Many systemically administered drugs produce ocular adverse effects. Fortunately, relatively few are capable of causing significant, irreversible visual impairment. It is the responsibility of every clinician when prescribing systemic therapeutic agents to be aware of potential adverse ocular reactions, to appreciate their significance, and to inform the patient of the potential risks of treatment. In instances where serious adverse reactions relate to the cumulative effects of prolonged treatment, it is the responsibility of the prescribing physician to institute appropriate methods of visual screening. In this respect, it is most important to obtain the necessary individual baseline measurements before treatment is commenced. Chloroquine retinopathy is probably the most feared of all adverse ocular reactions to systemic drug therapy. However, it occurs only rarely if the daily dosage of chloroquine does not exceed 250mg. Regular screening using automated perimetry is mandatory if prolonged therapy is contemplated. Amiodarone almost inevitably produces corneal deposits. These rarely produce symptoms, and resolve upon withdrawal of the drug. Optic neuropathy has recently been described with amiodarone. Systemic anticoagulant therapy may be associated with intraocular hemorrhage in patients with pre-existing disciform macular degeneration, and such agents should be used with caution in affected individuals. Systemic corticosteroids produce posterior subcapsular cataracts in susceptible individuals which may profoundly affect visual acuity.
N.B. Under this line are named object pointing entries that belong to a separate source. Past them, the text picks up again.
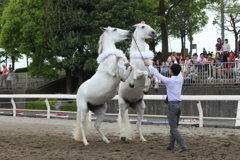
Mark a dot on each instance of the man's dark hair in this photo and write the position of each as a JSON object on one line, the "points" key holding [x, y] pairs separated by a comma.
{"points": [[209, 54], [176, 69]]}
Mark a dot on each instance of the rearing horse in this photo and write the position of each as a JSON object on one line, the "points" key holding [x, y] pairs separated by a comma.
{"points": [[102, 87], [133, 97]]}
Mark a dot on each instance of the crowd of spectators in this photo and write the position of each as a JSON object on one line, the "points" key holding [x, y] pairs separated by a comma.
{"points": [[224, 64]]}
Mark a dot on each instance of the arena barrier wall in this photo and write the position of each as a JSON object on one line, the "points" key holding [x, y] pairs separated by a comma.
{"points": [[197, 98]]}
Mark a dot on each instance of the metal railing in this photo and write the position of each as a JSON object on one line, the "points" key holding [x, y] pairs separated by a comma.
{"points": [[208, 74], [22, 80], [196, 98]]}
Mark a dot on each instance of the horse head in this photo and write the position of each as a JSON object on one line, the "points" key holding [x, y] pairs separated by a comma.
{"points": [[144, 31], [110, 36]]}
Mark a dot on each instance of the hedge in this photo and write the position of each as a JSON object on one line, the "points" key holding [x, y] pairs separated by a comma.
{"points": [[40, 104]]}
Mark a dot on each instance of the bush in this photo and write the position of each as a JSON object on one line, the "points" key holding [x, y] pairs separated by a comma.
{"points": [[19, 70], [40, 104], [70, 107]]}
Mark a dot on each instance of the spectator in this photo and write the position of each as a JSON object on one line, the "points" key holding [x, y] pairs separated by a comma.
{"points": [[218, 55], [196, 61], [203, 60], [187, 59], [189, 77], [238, 43], [218, 46], [10, 67], [4, 75], [9, 79], [183, 65], [227, 68], [236, 68], [208, 65], [157, 65], [204, 52], [169, 59], [192, 67], [226, 50], [14, 79], [164, 69], [217, 68], [232, 56]]}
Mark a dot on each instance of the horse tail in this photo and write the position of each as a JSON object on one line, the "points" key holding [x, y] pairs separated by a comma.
{"points": [[128, 132], [77, 133]]}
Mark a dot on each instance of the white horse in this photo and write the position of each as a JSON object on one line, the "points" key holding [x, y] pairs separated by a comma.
{"points": [[133, 97], [103, 86]]}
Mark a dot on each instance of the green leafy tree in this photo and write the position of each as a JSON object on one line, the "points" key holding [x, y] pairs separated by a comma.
{"points": [[149, 15], [22, 28], [231, 17], [116, 13], [189, 18], [66, 26], [164, 11]]}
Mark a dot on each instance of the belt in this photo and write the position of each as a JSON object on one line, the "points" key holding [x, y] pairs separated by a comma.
{"points": [[174, 101]]}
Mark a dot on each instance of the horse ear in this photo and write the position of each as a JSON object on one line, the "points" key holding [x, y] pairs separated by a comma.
{"points": [[135, 26], [103, 29]]}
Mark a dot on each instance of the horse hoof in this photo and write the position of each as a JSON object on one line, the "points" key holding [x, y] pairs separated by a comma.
{"points": [[156, 89], [86, 144], [123, 139], [143, 140], [131, 85]]}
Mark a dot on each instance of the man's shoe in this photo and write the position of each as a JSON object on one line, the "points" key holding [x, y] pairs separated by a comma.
{"points": [[182, 150], [169, 148]]}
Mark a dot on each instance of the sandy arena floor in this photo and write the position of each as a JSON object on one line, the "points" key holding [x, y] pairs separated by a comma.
{"points": [[25, 138]]}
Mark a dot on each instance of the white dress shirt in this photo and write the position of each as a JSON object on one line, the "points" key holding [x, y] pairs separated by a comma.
{"points": [[173, 84]]}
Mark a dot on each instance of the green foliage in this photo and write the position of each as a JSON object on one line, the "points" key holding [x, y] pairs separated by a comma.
{"points": [[70, 107], [40, 104], [19, 70]]}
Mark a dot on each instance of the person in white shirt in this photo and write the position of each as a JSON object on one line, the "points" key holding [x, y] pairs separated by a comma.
{"points": [[173, 100]]}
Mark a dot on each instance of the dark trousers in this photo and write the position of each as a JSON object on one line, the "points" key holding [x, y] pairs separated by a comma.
{"points": [[174, 112], [4, 78]]}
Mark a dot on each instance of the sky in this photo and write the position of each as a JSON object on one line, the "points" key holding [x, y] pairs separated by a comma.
{"points": [[205, 39]]}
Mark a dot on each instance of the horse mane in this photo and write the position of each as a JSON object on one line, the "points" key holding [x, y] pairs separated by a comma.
{"points": [[133, 45], [100, 47]]}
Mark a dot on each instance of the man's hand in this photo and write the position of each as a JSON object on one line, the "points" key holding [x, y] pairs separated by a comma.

Although elevated intraocular pressure may also result from systemic therapy, the relationship between the pressure rise and development of glaucomatous changes remains unclear. Ethambutol may produce optic neuropathy if the daily dosage exceeds 15 mg/kg. The changes are usually reversible within a few weeks of stopping treatment. High doses of tamoxifen may produce a maculopathy with loss of visual acuity, if given for prolonged periods. The risk must be weighed against the benefits of treatment. Patients receiving more than 800 mg/day of thioridazine have developed retinopathy, which is usually reversible if detected early enough. Tricyclic antidepressants and other agents with anticholinergic properties may cause disturbances of accommodation and pupillary dilatation. The latter may rarely precipitate acute angle closure glaucoma in susceptible individuals.